Seinfeld and AI @ 3QD

My latest post at 3 Quarks Daily:

Analyze This! AI meets Jerry Seinfeld, https://3quarksdaily.com/3quarksdaily/2022/03/analyze-this-ai-meets-jerry-seinfeld.html

I took one of my Seinfeld posts from 2021 and reworked it: Analyze This! Screaming on the flat part of the roller coaster ride [Does GPT-3 get the joke?].

The back-and-forth between the human interrogator, Phil Mohun (in effect, standing in for Seinfeld), and GPT-3 is pretty much the same, but I framed it differently. I like the reframing, especially the ending:

As I already pointed out, GPT-3 doesn’t actually know anything. It was trained by analyzing swathes and acres and oceans of text sucked in off the web. Those texts are just naked word forms and, as we’ve observed, there are no meanings in word forms. GPT-3 is able to compute relationships between word forms as they appear, one after the other, in linguistic strings, and from that produce a simulacrum of sensible language when given a cue.

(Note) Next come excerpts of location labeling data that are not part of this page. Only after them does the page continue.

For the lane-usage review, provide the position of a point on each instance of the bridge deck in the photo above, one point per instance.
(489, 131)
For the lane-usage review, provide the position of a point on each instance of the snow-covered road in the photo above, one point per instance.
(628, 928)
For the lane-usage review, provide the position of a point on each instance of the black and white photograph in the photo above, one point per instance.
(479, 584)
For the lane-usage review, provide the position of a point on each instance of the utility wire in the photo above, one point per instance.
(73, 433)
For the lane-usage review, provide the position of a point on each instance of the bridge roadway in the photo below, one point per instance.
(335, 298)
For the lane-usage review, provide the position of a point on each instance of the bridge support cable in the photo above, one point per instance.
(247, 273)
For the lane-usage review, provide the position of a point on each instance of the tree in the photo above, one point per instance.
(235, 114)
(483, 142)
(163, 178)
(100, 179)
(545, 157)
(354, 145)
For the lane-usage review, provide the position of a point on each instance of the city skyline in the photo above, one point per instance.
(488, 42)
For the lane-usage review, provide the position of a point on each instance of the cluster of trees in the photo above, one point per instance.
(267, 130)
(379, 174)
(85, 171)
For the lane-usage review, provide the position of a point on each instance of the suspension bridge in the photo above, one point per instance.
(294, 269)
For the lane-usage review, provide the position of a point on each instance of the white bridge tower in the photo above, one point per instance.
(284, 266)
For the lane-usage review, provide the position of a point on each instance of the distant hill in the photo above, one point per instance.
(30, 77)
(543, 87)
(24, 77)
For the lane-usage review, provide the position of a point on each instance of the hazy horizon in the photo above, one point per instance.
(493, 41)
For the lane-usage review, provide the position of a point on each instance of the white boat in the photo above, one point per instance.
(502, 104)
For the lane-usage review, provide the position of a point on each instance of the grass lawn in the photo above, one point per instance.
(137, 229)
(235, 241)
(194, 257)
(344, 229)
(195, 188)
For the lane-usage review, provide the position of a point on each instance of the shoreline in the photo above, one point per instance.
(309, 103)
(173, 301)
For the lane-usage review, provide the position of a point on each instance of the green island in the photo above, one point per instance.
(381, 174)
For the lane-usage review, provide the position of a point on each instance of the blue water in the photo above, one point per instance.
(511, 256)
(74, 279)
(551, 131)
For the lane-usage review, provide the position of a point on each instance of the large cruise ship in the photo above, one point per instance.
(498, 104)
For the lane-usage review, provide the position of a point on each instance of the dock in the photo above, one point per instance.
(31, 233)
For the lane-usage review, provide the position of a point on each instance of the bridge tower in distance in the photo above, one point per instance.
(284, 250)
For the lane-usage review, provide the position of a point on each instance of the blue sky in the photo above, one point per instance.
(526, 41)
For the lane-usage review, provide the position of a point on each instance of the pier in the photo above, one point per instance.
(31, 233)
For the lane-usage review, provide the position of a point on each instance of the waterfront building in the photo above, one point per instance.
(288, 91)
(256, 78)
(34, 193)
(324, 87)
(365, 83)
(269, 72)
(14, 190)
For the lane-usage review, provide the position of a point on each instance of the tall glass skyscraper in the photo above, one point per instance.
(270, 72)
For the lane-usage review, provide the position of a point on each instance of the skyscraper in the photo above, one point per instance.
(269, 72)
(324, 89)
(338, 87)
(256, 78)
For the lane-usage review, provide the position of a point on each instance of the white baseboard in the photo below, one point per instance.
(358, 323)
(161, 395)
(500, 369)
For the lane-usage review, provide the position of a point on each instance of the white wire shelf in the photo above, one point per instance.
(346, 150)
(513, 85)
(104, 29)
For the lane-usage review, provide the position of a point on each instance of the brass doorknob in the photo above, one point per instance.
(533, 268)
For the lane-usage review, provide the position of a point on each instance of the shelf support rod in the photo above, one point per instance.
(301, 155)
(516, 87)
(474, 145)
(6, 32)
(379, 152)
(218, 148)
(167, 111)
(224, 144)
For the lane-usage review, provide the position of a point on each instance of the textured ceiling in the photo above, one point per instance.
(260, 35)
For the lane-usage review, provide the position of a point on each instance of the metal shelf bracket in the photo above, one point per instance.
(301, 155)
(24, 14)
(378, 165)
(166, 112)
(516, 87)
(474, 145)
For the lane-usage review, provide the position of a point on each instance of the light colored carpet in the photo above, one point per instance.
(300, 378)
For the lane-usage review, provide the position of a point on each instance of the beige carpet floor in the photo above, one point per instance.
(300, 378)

How could that possibly work? Consider this passage from a famous memorandum (PDF) written by the scientist and mathematician Warren Weaver in 1949 when he was head of the Natural Sciences division of Rockefeller Foundation:

If one examines the words in a book, one at a time as through an opaque mask with a hole in it one word wide, then it is obviously impossible to determine, one at a time, the meaning of the words. "Fast" may mean "rapid"; or it may mean "motionless"; and there is no way of telling which.

But if one lengthens the slit in the opaque mask, until one can see not only the central word in question, but also say N words on either side, then if N is large enough one can unambiguously decide the meaning of the central word. The formal truth of this statement becomes clear when one mentions that the middle word of a whole article or a whole book is unambiguous if one has read the whole article or book, providing of course that the article or book is sufficiently well written to communicate at all.

That’s a start, and only that. But, by extending and elaborating on that, researchers have developed engines that weave elaborate webs of contextual information about relations between word form tokens. It is through such a web – in billions of dimensions! – that GPT-3 has been able to create an uncanny simulacrum of language. Hanging there, poised between chaos and order, the artificial texts tempt us into meaning.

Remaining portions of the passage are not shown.